The DBpedia SPARQL Benchmark (DBPSB) [8] is another more recent benchmark for RDF stores. Its RDF data is DBPedia with up to 239M triples, starting with 14M to compare the scalability. It uses 25 heterogeneous queries. The procedure for benchmark includes the query log mining, clustering and SPARQL feature analysis for the popular triple stores Virtuoso, Sesame, Jena-TDB and BigOWLIM. POSB shares in common with DBPSB the relative high number of classes, real-world dataset and queries. However, POSB differs in having more heterogeneity in the dataset, the selected queries are SPARQL queries used in production using very large mixture of SPARQL features. Also the benchmark does not assess the comparison in multi-client scenario. The overall results with Virtuoso the fastest store with DBpedia dataset converge with our findings, albeit the diverse set of queries. Our work differs from the above in that the goal is to evaluate four commercial triple stores with dataset in production at PO, with given set of real-world queries not generated from logs. The Waterloo SPARQL Diversity Test Suite (WatDiv) [1] addresses the stress testing of five RDF stores for diverse queries and varied workloads. WatDiv introduces two classes of query features (structural and data-driven) to evaluate previous four benchmarks: LUBM, BSBM, SP2Bench and DBPSB. The systems evaluated two prototype stores (RDF-3X and gStore) and three industrial systems (Virtuoso 6.1.8, Virtuoso 7.1.0 and 4Store). Their results and findings highlight good results of Virtuoso compared to other RDF system, although remarking that one system may win in one query and timeout in another. This latter remark also applies to our findings for Stardog, GraphDB and Oracle. Recently, Iguana framework [4] provides with a configurable and integrated environment for executing SPARQL benchmark. It also allows a uniform comparison of results across different benchmarks. However, we use for this benchmark a different tool and plan to use Iguana to better mitigate the virtuoso-bias in the input queries and have comparable results with previous benchmarks only with commercial triple stores.

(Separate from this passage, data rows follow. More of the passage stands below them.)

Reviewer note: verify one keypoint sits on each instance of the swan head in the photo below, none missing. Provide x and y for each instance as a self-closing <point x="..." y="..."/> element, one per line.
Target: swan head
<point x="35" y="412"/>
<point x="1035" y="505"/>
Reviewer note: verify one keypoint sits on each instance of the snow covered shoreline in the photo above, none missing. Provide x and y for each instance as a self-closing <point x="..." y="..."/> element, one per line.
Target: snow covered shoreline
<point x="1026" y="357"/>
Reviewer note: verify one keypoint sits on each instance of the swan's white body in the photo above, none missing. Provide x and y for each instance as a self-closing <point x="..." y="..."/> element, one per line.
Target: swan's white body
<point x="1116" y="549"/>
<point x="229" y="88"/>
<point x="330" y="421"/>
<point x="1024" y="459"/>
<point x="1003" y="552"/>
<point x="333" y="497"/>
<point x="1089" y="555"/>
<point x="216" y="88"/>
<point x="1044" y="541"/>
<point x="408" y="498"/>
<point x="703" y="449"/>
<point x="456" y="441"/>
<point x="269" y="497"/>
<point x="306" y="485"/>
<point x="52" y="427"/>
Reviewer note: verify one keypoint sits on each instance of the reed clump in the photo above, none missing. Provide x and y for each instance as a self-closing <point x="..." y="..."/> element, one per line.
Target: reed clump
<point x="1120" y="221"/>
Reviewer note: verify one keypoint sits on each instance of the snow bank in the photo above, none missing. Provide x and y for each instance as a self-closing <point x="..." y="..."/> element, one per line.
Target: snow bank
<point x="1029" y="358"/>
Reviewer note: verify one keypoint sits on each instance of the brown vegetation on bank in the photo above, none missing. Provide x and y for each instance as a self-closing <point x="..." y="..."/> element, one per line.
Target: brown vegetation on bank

8 Conclusions and Future Work

We have presented in this paper a comparison of four RDF stores Virtuoso, GraphDB Stardog and Oracle, with real datasets and SPARQL queries from Publications Office. The results highlighted that according to our settings, Virtuoso performs better in loading and benching queries in both categories, with a total of 44 queries tested. GraphDB handles more queries mix per hour than Stardog, but shows more timed out queries (instantaneous queries). Inversely, Stardog loads datasets faster than GraphDB, but was unable to succeed “zero time-outs” during the benchmark, showing some weakness in handling queries with complex FILTER and OPTIONAL. This study helps assessing RDF triple stores with datasets with similar characteristics than the one discussed here. However, any comparison depends on the type of queries, the server settings to decide on which RDF store to use in production.

It should be noted that this work has helped to improve the bulk loading mechanism of GraphDB and Oracle and the query engine of Stardog that will be available in their respective future major releases. We plan to add to this benchmark other RDF stores such as Marklogic 8 and NeptuneFootnote 10, as well as to include SPARQL update queries and qualitative features. We are convinced that such studies shed lights to publishers willing to create enterprise knowledge graph to easily assess which RDF store can fit their needs. Also, we plan to find the impacts of using different storage in the back-end such as binary RDF (e.g., HDT) and client side approach with Linked Data fragments.